Newton-le-Willows
- Full name: Newton-le-Willows Football Club
- Founded: 1885
- Dissolved: 1911
- Ground: Pied Bull Ground
| Home colours |

= Newton-le-Willows F.C. =

Newton-le-Willows F.C. was an association football club from Newton-le-Willows, Lancashire, active at the start of the 20th century.

==History==

The earliest record of the club is from the 1885–86 season, and it played mostly low-key local matches for its first decade. The club appeared to have won the Warrington Cup in 1897–98, with a 4–3 win over Witton Albion in the final. However Witton protested that one of the Newton players (Richard Lee) was ineligible, having only joined from Earlestown in April, and the protest was sustained; Witton won the replay 1–0 in extra-time at Dalton Bank, after an early Newtonian penalty was saved.

Newton joined the Liverpool Combination in time for the 1898–99 season. Two years later joined a league with a wider remit, namely The Combination, which covered much of the north-west of England. The club struggled at this higher level, finishing at or near the bottom of the table in its three seasons in the competition; a rare highlight was finishing as runner-up to Warrington A.F.C. in the Warrington Cup in 1901.

Before the 1903–04 season, the Combination was merged with the Lancashire League, and the club was placed in the second division in the new format. The step-up entitled the club to enter the FA Cup, and it did so for the first time in 1905–06, losing to Earlestown in a first qualifying round replay.
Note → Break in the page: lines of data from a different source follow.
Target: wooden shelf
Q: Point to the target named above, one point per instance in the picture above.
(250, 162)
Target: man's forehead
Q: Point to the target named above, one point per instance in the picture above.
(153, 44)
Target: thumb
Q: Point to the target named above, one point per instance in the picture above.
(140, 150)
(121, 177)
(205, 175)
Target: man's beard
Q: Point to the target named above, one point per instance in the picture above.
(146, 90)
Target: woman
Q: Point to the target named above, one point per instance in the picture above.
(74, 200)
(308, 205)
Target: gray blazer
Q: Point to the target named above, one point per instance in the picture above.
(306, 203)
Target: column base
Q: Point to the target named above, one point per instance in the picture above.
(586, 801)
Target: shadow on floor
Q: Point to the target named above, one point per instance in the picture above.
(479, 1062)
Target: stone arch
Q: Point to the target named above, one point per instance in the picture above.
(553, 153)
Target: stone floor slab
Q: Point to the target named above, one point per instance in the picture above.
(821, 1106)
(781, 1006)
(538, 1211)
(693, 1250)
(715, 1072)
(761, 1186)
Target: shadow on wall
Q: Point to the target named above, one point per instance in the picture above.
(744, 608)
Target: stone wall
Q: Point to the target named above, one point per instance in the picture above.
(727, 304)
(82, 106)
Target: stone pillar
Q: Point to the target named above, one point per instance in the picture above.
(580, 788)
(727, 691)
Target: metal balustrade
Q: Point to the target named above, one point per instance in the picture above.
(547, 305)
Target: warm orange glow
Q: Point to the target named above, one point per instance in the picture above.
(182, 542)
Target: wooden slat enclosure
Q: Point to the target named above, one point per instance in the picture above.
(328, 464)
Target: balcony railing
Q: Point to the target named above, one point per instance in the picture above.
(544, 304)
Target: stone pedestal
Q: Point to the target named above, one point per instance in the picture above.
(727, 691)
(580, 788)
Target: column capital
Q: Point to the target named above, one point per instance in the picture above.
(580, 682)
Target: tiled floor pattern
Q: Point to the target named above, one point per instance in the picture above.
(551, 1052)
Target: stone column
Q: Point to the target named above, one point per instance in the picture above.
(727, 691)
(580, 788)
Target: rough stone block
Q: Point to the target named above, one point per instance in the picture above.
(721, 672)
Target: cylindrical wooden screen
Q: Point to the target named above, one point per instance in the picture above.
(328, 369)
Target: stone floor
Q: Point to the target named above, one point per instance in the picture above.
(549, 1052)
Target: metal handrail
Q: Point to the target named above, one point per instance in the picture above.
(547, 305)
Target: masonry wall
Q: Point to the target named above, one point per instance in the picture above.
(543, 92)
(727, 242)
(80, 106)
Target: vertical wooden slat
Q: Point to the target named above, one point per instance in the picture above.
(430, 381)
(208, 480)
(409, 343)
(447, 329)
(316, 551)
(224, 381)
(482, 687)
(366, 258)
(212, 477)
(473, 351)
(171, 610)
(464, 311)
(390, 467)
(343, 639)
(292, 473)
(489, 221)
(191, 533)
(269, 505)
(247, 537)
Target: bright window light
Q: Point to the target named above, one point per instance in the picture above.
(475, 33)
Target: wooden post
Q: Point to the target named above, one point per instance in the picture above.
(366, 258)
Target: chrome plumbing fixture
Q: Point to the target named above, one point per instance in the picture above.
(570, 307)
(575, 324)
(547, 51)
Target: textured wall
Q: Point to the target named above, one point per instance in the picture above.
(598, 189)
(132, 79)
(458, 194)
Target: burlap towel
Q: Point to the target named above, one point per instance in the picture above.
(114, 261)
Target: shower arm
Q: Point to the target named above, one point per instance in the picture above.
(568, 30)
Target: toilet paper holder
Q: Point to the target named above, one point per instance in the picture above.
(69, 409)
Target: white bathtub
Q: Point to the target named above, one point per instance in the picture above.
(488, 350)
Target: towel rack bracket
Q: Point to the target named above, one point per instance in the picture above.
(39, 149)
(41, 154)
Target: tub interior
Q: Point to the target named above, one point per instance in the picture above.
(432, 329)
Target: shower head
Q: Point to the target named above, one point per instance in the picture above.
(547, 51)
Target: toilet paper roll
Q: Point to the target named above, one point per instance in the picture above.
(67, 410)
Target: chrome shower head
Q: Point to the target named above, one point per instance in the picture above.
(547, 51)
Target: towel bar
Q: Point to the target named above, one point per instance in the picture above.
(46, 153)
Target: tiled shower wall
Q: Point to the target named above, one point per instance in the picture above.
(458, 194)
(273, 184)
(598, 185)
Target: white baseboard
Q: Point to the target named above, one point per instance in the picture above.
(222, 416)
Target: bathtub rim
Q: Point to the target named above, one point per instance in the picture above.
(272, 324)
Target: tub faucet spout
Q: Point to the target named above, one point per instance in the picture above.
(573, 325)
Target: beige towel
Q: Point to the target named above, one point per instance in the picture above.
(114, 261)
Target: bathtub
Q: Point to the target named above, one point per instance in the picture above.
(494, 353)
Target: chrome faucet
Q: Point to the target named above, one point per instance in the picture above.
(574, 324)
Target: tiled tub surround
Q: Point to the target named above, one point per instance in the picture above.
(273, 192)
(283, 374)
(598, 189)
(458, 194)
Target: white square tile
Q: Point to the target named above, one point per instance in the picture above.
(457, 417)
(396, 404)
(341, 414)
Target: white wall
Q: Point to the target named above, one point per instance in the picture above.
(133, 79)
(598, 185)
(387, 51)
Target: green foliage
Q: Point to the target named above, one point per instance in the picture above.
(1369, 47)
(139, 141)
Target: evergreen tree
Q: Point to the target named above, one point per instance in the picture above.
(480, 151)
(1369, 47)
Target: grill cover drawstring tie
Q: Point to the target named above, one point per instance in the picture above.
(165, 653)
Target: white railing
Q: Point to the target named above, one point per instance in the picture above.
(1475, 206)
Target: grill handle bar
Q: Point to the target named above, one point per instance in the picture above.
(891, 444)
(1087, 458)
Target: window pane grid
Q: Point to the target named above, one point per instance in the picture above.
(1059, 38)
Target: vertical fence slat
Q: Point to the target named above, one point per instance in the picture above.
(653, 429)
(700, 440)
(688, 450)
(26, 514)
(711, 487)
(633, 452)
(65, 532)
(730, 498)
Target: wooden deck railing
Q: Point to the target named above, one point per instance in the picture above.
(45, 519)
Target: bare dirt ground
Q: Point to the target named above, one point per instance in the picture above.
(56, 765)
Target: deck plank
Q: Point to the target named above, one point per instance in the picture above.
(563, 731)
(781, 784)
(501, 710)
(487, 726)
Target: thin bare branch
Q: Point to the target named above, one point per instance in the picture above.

The new format did not give much respite to the club - after one mid-table finish, the club hovered around the bottom of the table for the next three seasons, surviving re-election by four votes in 1905, and in 1907–08 finished last out of 20 clubs. The club applied for re-election once more, but did not turn up to the annual general meeting to present its case, and duly failed to obtain re-admission.

As a result, the club dropped into the Lancashire Alliance league for 1908–09, but struggled once more towards the bottom of the table, and it is last recorded playing at the end of 1910. The club had continued to enter the FA Cup until 1910–11, and never won a tie.

There was a brief revival of the club after the First World War and a current club plays in the Cheshire Association Football League.

==Colours==

The club wore red and white striped jerseys.

==Ground==

The club's ground was the Pied Bull Ground, behind the hotel of the same name, off Golborne Road. The highest known attendance was the "nearly 6,000" who saw the home side lose a derby to Earlestown 6–3 on 31 October 1903.